The debris from a Chinese rocket could hit Abuja this weekend.
Experts say a piece of a rocket launched by China in late April is expected to re-enter the earth’s atmosphere between late Saturday and early Sunday, according to the American news platform, NBC.
“It’s 10-stories tall and twice as heavy as a school bus, and it’s set to crash back to Earth this weekend — but no one is quite sure where or when.”
The section of China’s Long March 5B rocket is described as 98-foot-long and 20-ton and is said to be tumbling through space in an uncontrolled orbit at 18,000 miles per hour.

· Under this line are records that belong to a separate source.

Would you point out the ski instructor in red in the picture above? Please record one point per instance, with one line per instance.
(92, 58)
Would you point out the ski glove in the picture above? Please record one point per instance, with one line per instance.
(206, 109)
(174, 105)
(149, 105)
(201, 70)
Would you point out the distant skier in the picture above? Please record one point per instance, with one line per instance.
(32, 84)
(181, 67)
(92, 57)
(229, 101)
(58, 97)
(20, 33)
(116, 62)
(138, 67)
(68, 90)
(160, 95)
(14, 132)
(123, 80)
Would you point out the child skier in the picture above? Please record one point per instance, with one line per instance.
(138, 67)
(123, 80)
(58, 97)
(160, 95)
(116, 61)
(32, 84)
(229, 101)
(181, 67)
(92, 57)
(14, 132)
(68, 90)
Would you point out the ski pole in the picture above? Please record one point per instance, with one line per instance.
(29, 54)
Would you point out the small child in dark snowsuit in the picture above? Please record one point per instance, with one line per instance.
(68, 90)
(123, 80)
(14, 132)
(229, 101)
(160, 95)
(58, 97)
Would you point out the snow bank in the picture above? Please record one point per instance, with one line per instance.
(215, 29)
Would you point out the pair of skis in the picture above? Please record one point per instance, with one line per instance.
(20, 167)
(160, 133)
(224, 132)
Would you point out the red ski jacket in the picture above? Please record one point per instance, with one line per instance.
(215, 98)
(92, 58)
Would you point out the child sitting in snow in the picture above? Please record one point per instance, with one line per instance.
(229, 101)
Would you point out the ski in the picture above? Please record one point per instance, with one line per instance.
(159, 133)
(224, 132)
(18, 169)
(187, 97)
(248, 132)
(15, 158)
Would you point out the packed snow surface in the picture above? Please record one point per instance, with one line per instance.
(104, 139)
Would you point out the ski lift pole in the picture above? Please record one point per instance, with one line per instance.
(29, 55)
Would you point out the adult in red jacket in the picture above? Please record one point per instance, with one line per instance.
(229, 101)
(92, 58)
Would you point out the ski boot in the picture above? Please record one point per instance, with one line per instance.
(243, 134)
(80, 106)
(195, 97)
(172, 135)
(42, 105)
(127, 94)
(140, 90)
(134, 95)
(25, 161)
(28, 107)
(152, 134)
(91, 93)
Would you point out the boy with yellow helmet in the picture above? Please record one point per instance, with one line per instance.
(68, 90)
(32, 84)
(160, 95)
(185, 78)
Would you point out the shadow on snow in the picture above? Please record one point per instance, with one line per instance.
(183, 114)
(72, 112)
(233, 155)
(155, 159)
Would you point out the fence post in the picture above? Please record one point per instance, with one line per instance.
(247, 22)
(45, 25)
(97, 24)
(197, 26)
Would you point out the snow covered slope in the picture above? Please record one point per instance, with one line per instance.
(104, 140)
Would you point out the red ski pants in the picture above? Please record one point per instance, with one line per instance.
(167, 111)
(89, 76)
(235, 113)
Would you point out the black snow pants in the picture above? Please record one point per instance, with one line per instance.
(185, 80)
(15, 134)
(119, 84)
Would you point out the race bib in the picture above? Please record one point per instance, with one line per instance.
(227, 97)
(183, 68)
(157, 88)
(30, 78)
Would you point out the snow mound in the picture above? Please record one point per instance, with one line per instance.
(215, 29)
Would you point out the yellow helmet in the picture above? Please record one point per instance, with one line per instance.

The rocket blasted off in April, carrying part of China’s new space station, NBC quotes experts and officials.
Apart from Abuja, Beijing, New York, Los Angeles, Madrid and Rio de Janeiro were listed as other places the rocket could land.
In a tweet on Friday, The Aerospace Corporation, a US non-profit research firm, said its prediction for landing was eight hours on either side of 4:19 GMT on Sunday.

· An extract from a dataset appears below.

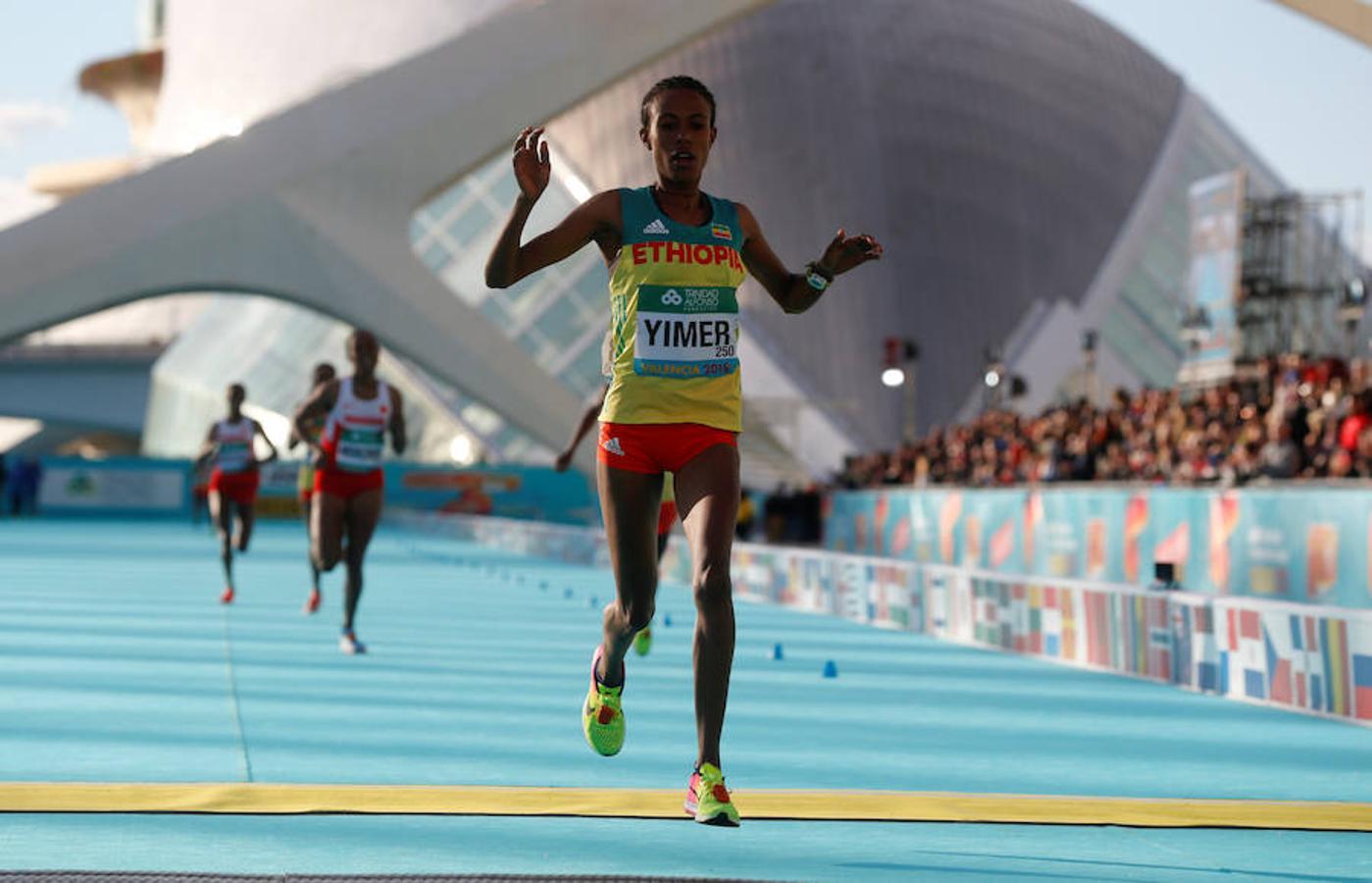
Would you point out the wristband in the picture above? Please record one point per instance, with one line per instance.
(818, 279)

Don Pollacco, a physics professor at the England’s University of Warwick, said, “It will hit the atmosphere, bounce around a bit and it’s correct to say most of the planet is covered by water, so that’s where it will likely land. But there’s a chance it won’t.”
Chinese Foreign Ministry spokesman Wang Wenbin told reporters on Friday that the debris would burn up on re-entry calling its descent “common international practice”.